We didn’t know what to do. If it was real or not. Where we should go. How long we had. Where it would hit. We didn’t know anything.

So I called my loved ones, told them I loved them. And then I waited. My family and I sat and waited, because that’s all we could do.

10 minutes passed.

20 minutes passed.

Our world was silent. The streets were empty. The sound of cars ceased. Even the sound of my breath seemed to disappear.

After 37 grueling minutes, I got another emergency alert:

hawaii ballistic missile threat

A false alarm. Sent to over a million people.

Over a million people were told they had 10 minutes before a ballistic missile would end life as they knew it. Over a million people hugged their loved ones tight and desperately made phone calls. Over a million people sought shelter in bath tubs, closets, parking garages, and storm drains. Over a million people lost their safety and sanity for 37 minutes because of one person’s careless mistake.


January 13th changed me forever. I now know what it’s like to be faced with a missile threat. I now know what it’s like to be told I have 10 minutes. I know what it’s like to feel completely and utterly helpless and scared beyond belief.

But possibly most importantly, I know what it’s like to wish for more time. I now know what it’s like to be faced with the threat of death, have an out-of-body experience and ask myself if I’d done everything in my life that I wanted to do.

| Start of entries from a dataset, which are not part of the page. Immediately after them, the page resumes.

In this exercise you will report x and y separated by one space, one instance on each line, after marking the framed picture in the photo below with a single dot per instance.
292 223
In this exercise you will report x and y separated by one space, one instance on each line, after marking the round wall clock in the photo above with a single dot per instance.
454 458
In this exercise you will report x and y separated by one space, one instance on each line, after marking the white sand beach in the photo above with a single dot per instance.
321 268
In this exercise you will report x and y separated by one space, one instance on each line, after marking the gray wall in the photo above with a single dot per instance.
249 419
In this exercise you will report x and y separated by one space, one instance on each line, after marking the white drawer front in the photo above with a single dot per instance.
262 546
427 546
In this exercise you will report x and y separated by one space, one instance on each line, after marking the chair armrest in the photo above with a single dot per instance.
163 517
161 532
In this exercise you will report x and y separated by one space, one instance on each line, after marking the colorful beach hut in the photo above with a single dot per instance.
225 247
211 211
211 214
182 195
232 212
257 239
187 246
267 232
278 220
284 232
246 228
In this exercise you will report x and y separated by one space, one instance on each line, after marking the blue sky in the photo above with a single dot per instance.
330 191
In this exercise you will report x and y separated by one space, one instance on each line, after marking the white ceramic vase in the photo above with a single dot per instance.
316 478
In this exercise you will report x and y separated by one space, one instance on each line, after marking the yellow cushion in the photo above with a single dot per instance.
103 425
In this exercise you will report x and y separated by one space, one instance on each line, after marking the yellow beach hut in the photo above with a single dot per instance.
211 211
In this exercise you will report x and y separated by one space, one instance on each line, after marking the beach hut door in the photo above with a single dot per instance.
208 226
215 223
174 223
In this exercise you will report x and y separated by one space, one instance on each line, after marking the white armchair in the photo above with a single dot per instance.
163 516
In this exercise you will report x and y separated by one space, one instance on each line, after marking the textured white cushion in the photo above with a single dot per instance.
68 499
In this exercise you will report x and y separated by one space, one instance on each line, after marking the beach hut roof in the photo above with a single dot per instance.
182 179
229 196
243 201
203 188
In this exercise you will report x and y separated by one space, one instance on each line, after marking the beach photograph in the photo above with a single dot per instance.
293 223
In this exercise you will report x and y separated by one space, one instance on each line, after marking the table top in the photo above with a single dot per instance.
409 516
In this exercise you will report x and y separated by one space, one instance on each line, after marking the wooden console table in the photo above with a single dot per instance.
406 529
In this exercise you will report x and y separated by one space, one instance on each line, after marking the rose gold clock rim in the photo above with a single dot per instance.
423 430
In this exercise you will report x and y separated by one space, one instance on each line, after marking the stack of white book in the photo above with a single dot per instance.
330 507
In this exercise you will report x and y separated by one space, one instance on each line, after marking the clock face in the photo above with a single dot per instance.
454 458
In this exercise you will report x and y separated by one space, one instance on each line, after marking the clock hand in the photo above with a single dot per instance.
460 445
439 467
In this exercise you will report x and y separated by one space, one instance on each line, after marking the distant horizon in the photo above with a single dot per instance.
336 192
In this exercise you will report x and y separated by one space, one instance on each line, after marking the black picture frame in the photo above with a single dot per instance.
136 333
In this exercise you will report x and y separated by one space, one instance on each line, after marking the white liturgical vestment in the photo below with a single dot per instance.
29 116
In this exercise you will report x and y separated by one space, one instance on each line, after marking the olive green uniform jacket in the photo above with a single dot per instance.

While I was sitting and waiting for the inevitable, I asked myself these questions:

  • Am I happy with how I lived my life?
  • Did I accomplish enough?
  • Was I nice enough?
  • How will I be remembered?
  • If I live, how will I live my life differently?

Then when I received that second emergency alert stating that it was a false alarm, I thought about all those questions I asked myself. And I decided that from this point onward, I’ll live my life as though I only have 10 more minutes. I’ll let go of the built up anger and stress and worry and just live my life.

Because you know what? In those 10 minutes, I realized that nothing matters. The cars in the driveway, the clothes in my closet, the university degree on the wall didn’t matter when we were faced with a ballistic missile or nuclear bomb or whatever we thought was headed our way.

So for the rest of my life, I won’t live as though those things are the only things that matter.


After we were 100% certain it was a false alarm, and we were safe, we decided to make the most of the day and do things we would miss had that threat been real. We went out on a boat and spent the day swimming with whales and listening to happy, country music and soaking up the sunshine.

We lived. We spent that day living and enjoying living and being grateful for life. And that’s what I plan to do for the rest of my life.